旅人と雨 (徳山璉)。
1930年代のビクターを代表する男性歌手こそ徳山璉。同時に優れた声楽家でもあり、時に喜劇俳優としても大活躍。その彼が吹き込んだ歌の中でも一際哀愁ある曲が「旅人と雨」です。此の歌はラベルには“露西亜民謡”と但し書きがされていますが、実際はマーク・ラスが書き下ろしています。彼は兄のボリス・ラスと共に遠くウクライナから来た演奏家兄弟で、徳山同様に30年代の日本に置いて沢山の録音を残しました。後にコロムビアにて青盤芸術家として契約したのですが、あまり売り上げが良くなかった為か一般発売の黒盤へと移行。レパートリーもクラシックだけでなく、ヒット流行歌のインストを手掛けたり、或いは和製ジャズソングを作曲するなど活躍を続けます。然し国際情勢の悪化も手伝い兄弟は促される形で離日を決意し、昭和14年頃に渡米の旅へと立ちました⛴。

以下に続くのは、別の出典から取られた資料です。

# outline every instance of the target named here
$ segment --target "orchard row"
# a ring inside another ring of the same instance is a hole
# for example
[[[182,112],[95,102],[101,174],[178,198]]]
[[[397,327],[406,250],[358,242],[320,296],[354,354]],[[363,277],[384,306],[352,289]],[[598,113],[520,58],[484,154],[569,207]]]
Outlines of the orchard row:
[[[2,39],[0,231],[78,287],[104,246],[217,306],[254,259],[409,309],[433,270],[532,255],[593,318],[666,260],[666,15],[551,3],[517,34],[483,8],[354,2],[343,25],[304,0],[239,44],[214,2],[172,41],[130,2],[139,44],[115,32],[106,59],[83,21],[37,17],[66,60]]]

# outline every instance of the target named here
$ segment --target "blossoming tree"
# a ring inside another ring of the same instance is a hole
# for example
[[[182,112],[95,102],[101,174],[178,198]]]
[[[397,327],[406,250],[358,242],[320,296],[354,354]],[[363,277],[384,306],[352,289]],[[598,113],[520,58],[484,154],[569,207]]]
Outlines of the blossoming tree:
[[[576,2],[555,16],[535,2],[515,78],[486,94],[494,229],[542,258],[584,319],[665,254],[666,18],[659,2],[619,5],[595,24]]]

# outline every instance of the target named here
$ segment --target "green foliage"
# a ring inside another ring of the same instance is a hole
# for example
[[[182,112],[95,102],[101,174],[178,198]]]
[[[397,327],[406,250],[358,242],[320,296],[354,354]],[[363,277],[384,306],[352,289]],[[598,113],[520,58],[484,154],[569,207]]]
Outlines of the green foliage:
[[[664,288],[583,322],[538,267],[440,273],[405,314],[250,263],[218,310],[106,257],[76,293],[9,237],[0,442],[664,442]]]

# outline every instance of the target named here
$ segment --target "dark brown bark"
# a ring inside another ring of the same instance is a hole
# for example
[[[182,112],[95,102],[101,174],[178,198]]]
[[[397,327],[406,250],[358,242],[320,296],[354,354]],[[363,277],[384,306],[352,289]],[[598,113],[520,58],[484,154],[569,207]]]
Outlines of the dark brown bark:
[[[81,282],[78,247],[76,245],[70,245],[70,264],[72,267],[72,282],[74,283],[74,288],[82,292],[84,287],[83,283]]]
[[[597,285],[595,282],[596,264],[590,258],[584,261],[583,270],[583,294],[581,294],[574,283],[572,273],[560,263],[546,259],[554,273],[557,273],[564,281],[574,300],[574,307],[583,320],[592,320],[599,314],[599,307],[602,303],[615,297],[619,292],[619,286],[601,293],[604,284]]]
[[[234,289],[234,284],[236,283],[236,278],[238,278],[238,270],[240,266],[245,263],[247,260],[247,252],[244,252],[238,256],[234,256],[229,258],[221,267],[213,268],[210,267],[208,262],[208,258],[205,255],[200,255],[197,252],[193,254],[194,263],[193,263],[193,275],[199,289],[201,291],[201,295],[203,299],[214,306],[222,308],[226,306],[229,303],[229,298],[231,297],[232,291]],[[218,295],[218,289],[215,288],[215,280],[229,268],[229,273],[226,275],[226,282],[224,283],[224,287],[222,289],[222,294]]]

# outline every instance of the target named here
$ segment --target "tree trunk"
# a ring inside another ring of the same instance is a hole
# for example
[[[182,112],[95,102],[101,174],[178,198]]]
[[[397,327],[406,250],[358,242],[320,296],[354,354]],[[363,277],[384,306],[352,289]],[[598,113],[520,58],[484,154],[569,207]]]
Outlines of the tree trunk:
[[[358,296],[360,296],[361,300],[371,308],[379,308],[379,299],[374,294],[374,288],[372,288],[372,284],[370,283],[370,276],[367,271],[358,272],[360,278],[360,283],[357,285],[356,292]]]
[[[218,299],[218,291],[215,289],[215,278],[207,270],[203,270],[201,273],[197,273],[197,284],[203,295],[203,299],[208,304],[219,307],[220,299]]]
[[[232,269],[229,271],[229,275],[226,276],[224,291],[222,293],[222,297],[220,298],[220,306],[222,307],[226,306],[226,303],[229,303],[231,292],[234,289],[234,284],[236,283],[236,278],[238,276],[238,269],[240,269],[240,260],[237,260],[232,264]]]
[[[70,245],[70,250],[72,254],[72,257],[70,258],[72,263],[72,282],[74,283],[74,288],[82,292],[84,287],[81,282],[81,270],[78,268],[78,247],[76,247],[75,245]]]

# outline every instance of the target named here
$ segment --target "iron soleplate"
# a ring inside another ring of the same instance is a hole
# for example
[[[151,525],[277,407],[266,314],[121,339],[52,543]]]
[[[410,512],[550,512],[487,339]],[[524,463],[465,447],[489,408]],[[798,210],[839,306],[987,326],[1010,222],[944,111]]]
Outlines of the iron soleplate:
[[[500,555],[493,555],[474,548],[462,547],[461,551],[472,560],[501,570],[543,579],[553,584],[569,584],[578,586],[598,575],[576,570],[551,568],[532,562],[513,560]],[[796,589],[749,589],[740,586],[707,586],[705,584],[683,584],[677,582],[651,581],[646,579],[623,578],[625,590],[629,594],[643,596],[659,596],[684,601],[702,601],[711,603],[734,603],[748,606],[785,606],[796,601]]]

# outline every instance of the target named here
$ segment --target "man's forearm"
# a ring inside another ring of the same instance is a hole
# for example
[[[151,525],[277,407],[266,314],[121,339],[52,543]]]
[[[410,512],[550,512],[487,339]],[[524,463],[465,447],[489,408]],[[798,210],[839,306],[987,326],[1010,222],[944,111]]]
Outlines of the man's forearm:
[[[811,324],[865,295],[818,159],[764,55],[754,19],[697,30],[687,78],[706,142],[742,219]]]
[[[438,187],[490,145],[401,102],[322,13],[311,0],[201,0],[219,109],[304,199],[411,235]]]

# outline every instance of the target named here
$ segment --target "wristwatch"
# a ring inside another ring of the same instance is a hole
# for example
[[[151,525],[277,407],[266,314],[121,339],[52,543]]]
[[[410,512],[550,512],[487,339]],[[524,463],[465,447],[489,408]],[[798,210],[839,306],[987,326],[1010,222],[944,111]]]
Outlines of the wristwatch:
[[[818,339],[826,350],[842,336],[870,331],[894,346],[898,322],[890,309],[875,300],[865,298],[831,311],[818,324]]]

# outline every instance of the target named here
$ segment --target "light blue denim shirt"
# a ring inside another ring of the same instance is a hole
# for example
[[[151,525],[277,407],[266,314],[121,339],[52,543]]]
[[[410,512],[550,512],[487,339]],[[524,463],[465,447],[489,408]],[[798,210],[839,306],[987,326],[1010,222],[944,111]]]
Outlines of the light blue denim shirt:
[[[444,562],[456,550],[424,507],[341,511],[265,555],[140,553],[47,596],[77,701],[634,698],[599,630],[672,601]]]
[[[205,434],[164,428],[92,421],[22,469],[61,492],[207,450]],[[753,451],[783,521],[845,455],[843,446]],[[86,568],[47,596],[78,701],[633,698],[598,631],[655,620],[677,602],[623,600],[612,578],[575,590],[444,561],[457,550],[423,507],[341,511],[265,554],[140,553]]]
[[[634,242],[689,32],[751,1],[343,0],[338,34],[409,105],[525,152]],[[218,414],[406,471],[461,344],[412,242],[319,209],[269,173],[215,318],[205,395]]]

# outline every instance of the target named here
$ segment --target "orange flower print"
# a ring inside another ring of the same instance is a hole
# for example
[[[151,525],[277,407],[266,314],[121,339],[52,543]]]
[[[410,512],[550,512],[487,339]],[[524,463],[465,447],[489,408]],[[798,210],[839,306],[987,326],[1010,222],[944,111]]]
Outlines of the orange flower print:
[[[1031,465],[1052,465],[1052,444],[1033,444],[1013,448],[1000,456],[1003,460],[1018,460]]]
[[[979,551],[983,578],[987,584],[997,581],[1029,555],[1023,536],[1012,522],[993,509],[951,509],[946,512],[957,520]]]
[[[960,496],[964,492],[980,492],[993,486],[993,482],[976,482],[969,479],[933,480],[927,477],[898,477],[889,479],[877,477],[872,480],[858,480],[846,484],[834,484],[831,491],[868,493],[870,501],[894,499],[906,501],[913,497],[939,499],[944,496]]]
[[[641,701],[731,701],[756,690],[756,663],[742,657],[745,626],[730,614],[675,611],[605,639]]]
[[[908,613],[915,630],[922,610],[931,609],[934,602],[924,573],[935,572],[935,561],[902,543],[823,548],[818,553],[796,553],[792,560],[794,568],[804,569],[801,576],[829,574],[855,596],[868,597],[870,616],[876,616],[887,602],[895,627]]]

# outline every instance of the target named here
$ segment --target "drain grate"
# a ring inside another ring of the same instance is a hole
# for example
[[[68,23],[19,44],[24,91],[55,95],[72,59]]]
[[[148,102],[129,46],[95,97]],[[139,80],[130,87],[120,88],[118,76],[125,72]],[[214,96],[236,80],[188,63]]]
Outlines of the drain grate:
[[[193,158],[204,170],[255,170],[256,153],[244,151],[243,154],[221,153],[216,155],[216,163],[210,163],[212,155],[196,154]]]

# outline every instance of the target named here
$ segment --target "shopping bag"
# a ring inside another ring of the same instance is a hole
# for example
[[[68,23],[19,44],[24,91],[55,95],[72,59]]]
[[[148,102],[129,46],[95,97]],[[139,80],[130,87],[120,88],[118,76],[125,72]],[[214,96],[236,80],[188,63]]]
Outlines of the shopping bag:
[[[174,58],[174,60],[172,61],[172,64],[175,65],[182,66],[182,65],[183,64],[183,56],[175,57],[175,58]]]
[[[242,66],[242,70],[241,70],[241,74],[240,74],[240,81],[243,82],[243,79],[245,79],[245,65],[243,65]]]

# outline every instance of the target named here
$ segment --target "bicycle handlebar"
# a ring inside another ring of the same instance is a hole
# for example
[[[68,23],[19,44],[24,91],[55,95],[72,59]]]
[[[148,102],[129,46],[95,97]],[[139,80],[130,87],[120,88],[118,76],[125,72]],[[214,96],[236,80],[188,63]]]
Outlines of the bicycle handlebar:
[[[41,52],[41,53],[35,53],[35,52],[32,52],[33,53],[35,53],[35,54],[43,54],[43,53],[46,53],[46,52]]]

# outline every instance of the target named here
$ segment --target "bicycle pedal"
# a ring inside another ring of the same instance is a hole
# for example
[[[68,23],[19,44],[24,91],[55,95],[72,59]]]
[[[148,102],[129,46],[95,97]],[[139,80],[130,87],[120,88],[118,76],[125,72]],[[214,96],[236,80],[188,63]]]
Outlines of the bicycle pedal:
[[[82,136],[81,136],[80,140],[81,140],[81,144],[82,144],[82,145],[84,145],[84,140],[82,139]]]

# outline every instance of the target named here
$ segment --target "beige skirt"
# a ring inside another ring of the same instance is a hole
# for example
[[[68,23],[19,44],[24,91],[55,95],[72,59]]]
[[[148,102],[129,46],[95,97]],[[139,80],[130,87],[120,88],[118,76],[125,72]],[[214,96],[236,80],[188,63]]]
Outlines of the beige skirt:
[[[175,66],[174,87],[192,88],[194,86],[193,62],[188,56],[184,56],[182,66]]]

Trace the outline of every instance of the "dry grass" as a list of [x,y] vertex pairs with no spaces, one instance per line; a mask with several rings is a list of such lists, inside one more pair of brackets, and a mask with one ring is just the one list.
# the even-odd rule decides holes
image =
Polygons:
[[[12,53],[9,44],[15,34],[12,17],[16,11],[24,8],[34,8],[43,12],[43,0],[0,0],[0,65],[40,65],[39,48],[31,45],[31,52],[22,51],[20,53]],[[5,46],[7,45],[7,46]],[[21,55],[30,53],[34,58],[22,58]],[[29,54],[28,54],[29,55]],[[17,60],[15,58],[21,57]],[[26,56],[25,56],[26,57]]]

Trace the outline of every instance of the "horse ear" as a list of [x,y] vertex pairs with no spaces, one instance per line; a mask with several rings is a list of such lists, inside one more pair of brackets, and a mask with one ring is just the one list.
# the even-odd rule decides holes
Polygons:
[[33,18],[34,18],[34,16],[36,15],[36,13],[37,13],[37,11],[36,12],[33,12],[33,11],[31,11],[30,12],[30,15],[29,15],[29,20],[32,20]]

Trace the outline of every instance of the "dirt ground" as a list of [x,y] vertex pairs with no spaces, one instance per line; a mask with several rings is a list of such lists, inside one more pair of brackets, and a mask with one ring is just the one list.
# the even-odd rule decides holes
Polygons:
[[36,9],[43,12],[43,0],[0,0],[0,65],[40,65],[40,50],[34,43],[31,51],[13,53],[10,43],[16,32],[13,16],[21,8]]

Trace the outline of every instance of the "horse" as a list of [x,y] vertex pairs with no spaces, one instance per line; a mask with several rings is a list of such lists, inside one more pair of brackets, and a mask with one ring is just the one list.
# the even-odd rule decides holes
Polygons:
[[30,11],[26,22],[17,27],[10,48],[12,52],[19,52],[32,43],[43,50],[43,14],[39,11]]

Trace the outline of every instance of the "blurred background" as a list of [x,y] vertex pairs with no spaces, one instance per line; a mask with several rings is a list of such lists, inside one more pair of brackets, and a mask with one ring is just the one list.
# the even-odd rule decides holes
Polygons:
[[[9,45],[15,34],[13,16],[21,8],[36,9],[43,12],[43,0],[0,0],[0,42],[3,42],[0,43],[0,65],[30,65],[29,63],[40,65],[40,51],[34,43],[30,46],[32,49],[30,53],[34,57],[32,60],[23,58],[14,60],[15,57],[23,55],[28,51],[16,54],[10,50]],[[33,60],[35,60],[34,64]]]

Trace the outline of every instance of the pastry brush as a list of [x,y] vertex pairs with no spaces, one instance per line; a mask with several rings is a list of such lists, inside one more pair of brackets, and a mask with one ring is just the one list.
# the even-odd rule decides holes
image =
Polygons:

「旅人と雨」は西條八十が歌詞を担当しておりますが、日本の歌とリズムが違うスラブ調のメロディである為に、筆を取った時は大変苦労したとの事です。緩やかなイントロの後ですぐ歌に入り、サビには合唱が加わって、そしてまたソロに戻ると云う構成であり、一番はさすらう旅人が楽しかった昔を思い出していると云う流れ。歌詞とメロディが上手くリンクしていて、一番で云う所の♬”君と居て汲みたる旨酒や…“の箇所では、メロディが僅かに明るくなりますが続くソロパートの♬“波間に登りし月影や…”で再びマイナーテンポにチェンジします。恐らくですが旅人が雨宿りの最中、過去の幸せだった頃の夢から覚めた瞬間を巧みに演出している訳でして、中々唸らせる編曲でした。徳山の侘び寂びの効いた歌唱も見事であり、ラストのオクターブが何とも言えない哀愁を漂わせております😀。